Figure 3. Inhibition of p53 degradation enhances levels of full-length p53 and p53 target genes. (A) Induction of readthrough of nonsense mutant TP53 in HDQ-P1 cells by the combination of aminoglycosides with the proteasome inhibitor bortezomib (upper panel), combination of aminoglycosides with nutlin-3a (middle panel), and the combination of aminoglycosides with MI-773 (lower panel). Left side panels: G418; right side panels: gentamicin. (B) Real-time PCR analysis showing upregulation of p53 and p53 target genes at the mRNA level in HDQ-P1 cells. β-actin and c1/c2 were used as negative controls. Left panel: G418; right panel: gentamicin. Three independent experiments were performed in duplicates. Differences between combination treatment and G418 or gentamicin alone for each target were analyzed using either the parametric Tukey post hoc test in the ANOVA model (*** = p < 0.001) or the non-parametric Wilcoxon matched pairs test (◆ = p < 0.05) for samples not fitting normal distribution. (C) Combination treatment with G418 and nutlin-3a resulted in synergistic induction of p53 and p21 in H1299 R213X cells as shown by Western blotting. No p53 was detected in empty vector control cells. The blot was cut at around 25 kDa, the upper part was first probed with p53 antibody and then washed and blotted with antibodies against β-actin. The lower part was blotted with p21 antibody.
We subsequently examined expression of p53 and p53 target genes at the mRNA level upon combination treatment with aminoglycosides and nutlin-3a. As shown in Figure 3B, the combination treatment resulted in a pronounced synergistic increase in expression of p53 as well as p53 targets p21, Fas, Mdm2, and Wig-1 at the mRNA level. Statistically significant differences (p < 0.001) between combination treatment and G418 alone were observed for p53, p21, Fas, Mdm2, and Wig-1 according to the post hoc Tukey test in the ANOVA model. Combination treatment with gentamicin and nutlin-3a caused a statistically significant increase in p53 mRNA (p < 0.001) compared with gentamicin alone according to the post hoc Tukey test in the ANOVA model. Expression of p53 targets Wig-1, p21, and Mdm2 also showed a significant increase (p < 0.05) in mRNA levels following combination treatment compared with single treatment with gentamicin. Statistical analysis was done using the Wilcoxon matched pairs test since the distributions differed significantly from the normal one. Nutlin-3a itself did not induce any substantial increase in mRNA levels of p53 nor p53 target genes. Since G418 shows stronger readthrough effect than gentamicin and since bortezomib has higher general toxicity than nutlin-3a, we focused on the combination of G418 and nutlin-3a for the following studies. According to Western blotting (Figure 3C), the effect of the combined treatment with nutlin-3a and G418 on p21 expression is dependent on p53, since H1299 cells carrying empty vector did not show any increase in p21.
In addition, we tested if G418, nutlin-3a, and G418 in combination with nutlin-3a would affect the expression of p53 and p53 target genes in wild-type p53-carrying HCT116 cells. G418 itself did not cause any substantial induction of p53 or p53 target genes in the HCT116 wtp53+/+ cells, except at the highest concentration (400 µM) where a modest induction of p53 and p21 was observed (Figure S1A in Supplementary Material). This could be due to cellular toxicity since we observed increased cell death at this concentration. As expected, nutlin-3a alone induced p53 protein but not mRNA in the HCT116 cells, and induced p53 target genes at both protein and mRNA levels (Figures S1B,C in Supplementary Material). G418 did not further enhance induction of p53 protein by nutlin-3a, although we observed increased levels of p21 and Fas mRNA upon combination treatment with nutlin-3a and G418. The differences between nutlin-3a-treated and control samples were statistically significant (p < 0.001) for Mdm2, p21, and Fas mRNA according to the post hoc Tukey multiple comparison in the ANOVA model (Figure S1C in Supplementary Material).
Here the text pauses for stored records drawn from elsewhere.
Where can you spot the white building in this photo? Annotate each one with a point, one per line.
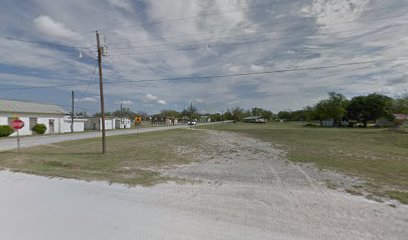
(53, 117)
(95, 123)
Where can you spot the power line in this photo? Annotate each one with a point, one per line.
(276, 23)
(24, 100)
(285, 70)
(193, 17)
(42, 43)
(90, 81)
(208, 46)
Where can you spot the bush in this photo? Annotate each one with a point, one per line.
(6, 131)
(311, 125)
(39, 128)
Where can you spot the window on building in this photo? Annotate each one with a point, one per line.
(10, 119)
(33, 122)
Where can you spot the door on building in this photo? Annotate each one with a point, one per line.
(51, 124)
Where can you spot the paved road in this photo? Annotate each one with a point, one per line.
(10, 143)
(244, 191)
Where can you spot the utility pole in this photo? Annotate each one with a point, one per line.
(72, 112)
(122, 120)
(101, 93)
(191, 115)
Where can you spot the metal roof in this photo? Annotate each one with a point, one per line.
(253, 117)
(12, 106)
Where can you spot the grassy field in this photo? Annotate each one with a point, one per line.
(379, 156)
(131, 159)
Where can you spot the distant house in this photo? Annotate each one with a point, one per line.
(204, 119)
(255, 119)
(123, 123)
(95, 123)
(55, 118)
(399, 120)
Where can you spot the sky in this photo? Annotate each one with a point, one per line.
(218, 54)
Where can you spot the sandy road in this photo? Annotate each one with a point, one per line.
(244, 190)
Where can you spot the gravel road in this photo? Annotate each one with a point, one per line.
(241, 189)
(30, 141)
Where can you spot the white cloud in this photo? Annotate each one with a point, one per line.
(124, 4)
(162, 102)
(151, 97)
(124, 102)
(49, 26)
(87, 99)
(257, 68)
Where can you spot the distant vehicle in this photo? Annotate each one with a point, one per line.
(192, 123)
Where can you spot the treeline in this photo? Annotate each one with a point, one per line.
(342, 111)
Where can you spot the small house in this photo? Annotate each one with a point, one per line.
(55, 118)
(255, 119)
(158, 120)
(95, 123)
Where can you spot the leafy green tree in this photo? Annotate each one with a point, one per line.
(262, 112)
(191, 112)
(335, 107)
(370, 108)
(238, 113)
(400, 104)
(287, 115)
(170, 113)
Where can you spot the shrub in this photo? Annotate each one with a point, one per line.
(39, 128)
(311, 125)
(6, 131)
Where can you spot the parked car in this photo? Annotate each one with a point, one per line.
(192, 123)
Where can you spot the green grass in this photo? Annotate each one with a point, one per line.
(130, 159)
(379, 156)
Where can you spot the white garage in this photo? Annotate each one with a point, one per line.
(52, 116)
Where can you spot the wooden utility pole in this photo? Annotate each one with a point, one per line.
(122, 120)
(191, 115)
(72, 112)
(101, 93)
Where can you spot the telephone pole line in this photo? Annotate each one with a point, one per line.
(101, 93)
(72, 112)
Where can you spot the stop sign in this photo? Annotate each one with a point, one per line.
(17, 124)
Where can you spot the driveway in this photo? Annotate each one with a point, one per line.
(30, 141)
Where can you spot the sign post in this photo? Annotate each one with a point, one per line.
(17, 124)
(138, 120)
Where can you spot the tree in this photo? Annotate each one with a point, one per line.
(170, 113)
(191, 111)
(285, 115)
(262, 112)
(400, 104)
(238, 113)
(124, 113)
(335, 107)
(370, 108)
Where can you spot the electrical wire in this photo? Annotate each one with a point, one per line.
(89, 82)
(285, 70)
(42, 43)
(276, 23)
(194, 17)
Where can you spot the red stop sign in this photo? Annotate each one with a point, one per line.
(17, 124)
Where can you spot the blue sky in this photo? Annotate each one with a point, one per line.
(150, 40)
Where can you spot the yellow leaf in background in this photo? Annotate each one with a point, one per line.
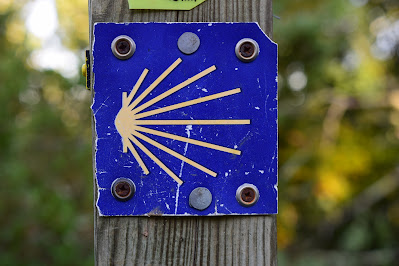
(331, 189)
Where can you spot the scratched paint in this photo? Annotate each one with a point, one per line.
(157, 193)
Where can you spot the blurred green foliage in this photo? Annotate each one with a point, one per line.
(338, 130)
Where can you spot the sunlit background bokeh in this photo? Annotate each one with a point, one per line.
(338, 131)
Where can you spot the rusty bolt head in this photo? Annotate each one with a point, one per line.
(247, 50)
(247, 195)
(123, 47)
(123, 189)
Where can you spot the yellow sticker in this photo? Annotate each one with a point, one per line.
(165, 4)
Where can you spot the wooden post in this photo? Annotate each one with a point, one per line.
(225, 240)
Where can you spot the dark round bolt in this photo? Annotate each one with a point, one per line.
(247, 195)
(247, 50)
(123, 189)
(123, 47)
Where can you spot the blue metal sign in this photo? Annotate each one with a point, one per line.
(186, 119)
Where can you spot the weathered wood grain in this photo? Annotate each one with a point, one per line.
(227, 240)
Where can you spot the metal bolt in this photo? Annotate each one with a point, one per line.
(247, 195)
(247, 50)
(188, 43)
(200, 198)
(123, 189)
(123, 47)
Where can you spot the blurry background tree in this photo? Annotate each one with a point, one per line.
(339, 133)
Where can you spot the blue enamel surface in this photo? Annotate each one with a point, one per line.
(157, 193)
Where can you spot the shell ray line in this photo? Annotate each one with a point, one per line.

Induction of Full-Length p53 Elicits a Biological Response in H1299 Cells
We further studied the ability of full-length p53 induced by aminoglycosides to inhibit cell growth and trigger cell death in H1299 cells carrying the R213X p53 construct. First, we assessed the effect on cell growth using the WST-1 proliferation assay. Induction of full-length p53 by G418 resulted in a marked inhibition of cell growth (Figure 4A). Cells carrying the R213XΔC-EGFP fusion construct or empty vector were less sensitive to G418, confirming that the observed effect is dependent on full-length p53. We observed statistically significant differences (p < 0.05) in G418-induced growth inhibition between H1299 cells carrying the R213X p53 construct and H1299 cells carrying empty vector according to the Kruskal–Wallis test. We also examined the cell cycle distribution after treatment with G418. As shown in Figure 4B, G418 induced G1 cell cycle arrest in the R213X-carrying H1299 cells but had no major effect in the H1299 empty vector control cells, indicating that the induction of G1 arrest by G418 is p53-dependent. The difference in G1 population between G418-treated and control R213X-carrying H1299 cells was statistically significant (p < 0.05), while the difference between G418-treated and control H1299 empty vector cells was not significant according to the Unequal N HSD post hoc test in the ANOVA model test.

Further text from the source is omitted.